Where there is no prior decision of a competition authority on which claimants can rely, cartel litigation will be in the form of a “stand-alone” claim in which the claimant bears the burden of proving liability for the competition infringement.

At the time of writing, many cartel litigation claims in the English courts are follow-on claims, which rely on the binding nature of European Commission (“Commission”) infringement decisions. This trend is set to evolve in light of Brexit (see further at section 5 below). Nonetheless, the English courts will remain highly persuaded by the Commission’s findings of fact, bearing in mind its extensive investigatory powers and experience in these matters.

Further, many cartelists would be unable to credibly deny their cartel behaviour in damages actions, particularly as cartelists frequently admit liability to the Commission in order to avail themselves of the regulatory settlement process which can reduce the fines imposed. The position in the U.S. is informative in this context. Findings of liability by the Department of Justice (“DoJ”) are not formally binding on the Federal courts when adjudicating on damages claims. However, defendants that admit liability to the DoJ do not routinely dispute liability in resulting damages claims.

 

Importance of economic evidence

Investigating a victim’s losses and achieving a good value recovery requires a solid understanding of economic concepts and theories. The relevant economic theories are complex, but the key parameters are:

  • The value of relevant commerce
  • The overcharge (which is broadly the amount by which the cartel caused prices to be higher than they would have been in the absence of the cartel)
  • “Pass-on”, which refers to the extent to which the overcharge may have been absorbed upstream of the claimant (if the claimant is an indirect purchaser from the cartel) and/or whether the claimant has passed on the overcharge to its downstream customers. Analysing pass-on can be particularly complex.

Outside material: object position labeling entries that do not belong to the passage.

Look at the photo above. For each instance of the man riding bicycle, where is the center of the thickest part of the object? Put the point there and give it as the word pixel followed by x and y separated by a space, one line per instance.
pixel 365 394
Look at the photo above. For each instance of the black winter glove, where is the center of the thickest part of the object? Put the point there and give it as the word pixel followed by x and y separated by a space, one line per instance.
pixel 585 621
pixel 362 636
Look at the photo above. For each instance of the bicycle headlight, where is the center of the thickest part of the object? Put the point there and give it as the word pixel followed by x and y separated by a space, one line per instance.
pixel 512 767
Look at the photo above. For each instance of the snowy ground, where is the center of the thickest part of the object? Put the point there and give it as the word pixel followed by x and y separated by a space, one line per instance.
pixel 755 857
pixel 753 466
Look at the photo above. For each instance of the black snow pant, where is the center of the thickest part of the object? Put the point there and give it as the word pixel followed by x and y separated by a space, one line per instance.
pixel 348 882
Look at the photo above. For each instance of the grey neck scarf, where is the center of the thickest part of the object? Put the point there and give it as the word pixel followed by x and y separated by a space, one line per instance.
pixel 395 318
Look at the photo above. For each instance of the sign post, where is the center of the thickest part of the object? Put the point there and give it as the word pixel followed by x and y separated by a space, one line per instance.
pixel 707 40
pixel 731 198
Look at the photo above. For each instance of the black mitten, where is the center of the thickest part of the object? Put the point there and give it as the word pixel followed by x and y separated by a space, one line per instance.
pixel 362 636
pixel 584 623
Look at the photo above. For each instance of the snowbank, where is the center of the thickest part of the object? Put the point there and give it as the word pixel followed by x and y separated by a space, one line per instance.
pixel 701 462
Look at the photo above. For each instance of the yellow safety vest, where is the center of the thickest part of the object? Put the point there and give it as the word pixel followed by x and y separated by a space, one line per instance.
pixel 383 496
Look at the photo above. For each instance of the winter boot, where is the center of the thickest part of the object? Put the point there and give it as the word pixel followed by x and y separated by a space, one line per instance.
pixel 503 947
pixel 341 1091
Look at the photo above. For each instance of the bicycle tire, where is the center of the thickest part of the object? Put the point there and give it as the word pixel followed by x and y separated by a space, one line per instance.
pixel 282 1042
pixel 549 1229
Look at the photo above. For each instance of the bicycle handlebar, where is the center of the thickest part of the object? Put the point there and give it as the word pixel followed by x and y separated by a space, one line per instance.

The English courts tend to take a detailed approach to economic evidence. An expert report that relies upon case-specific, underlying data and minimises reliance on generic proxies will be more persuasive to a judge and will exert increased settlement pressure. Much of the relevant data will be in the hands of the cartelists and only available through disclosure. Disclosure is, therefore, a key tool in building a persuasive and effective expert report.

 

Collective proceedings

A relatively new procedure is available to cartel victims, pursuant to which individuals and businesses can bring collective proceedings before the UK’s specialist Competition Appeal Tribunal (“CAT”). Collective proceedings are brought by a certified representative of a defined class of claimants, on either an opt-in or an opt-out basis. The procedure is primarily intended to make recovery of competition damages more accessible to consumers, whose claim may not be viable on an individual basis.

In recent years, collective proceedings have also been launched on behalf of businesses, including over truck purchases, foreign exchange trades, maritime car shipping and landline telephone charges. Most collective proceedings slowed in their initial stages pending the outcome of the Supreme Court hearing in the case of Mastercard Incorporated and others (Appellants) v Walter Hugh Merricks CBE (Respondent), which is a consumer claim relating to the payment of interchange fees. The Supreme Court ruling was handed down on 15 December 2020 and clarified to some extent the appropriate test to be used in certification proceedings.

With this new guidance from the Supreme Court, which has potentially made the burden of certification more achievable, it is expected that collective proceedings under the new regime will increase and, consequently, there will be a rising number of carriage disputes (where there is more than one contender for the office of class representative in collective proceedings).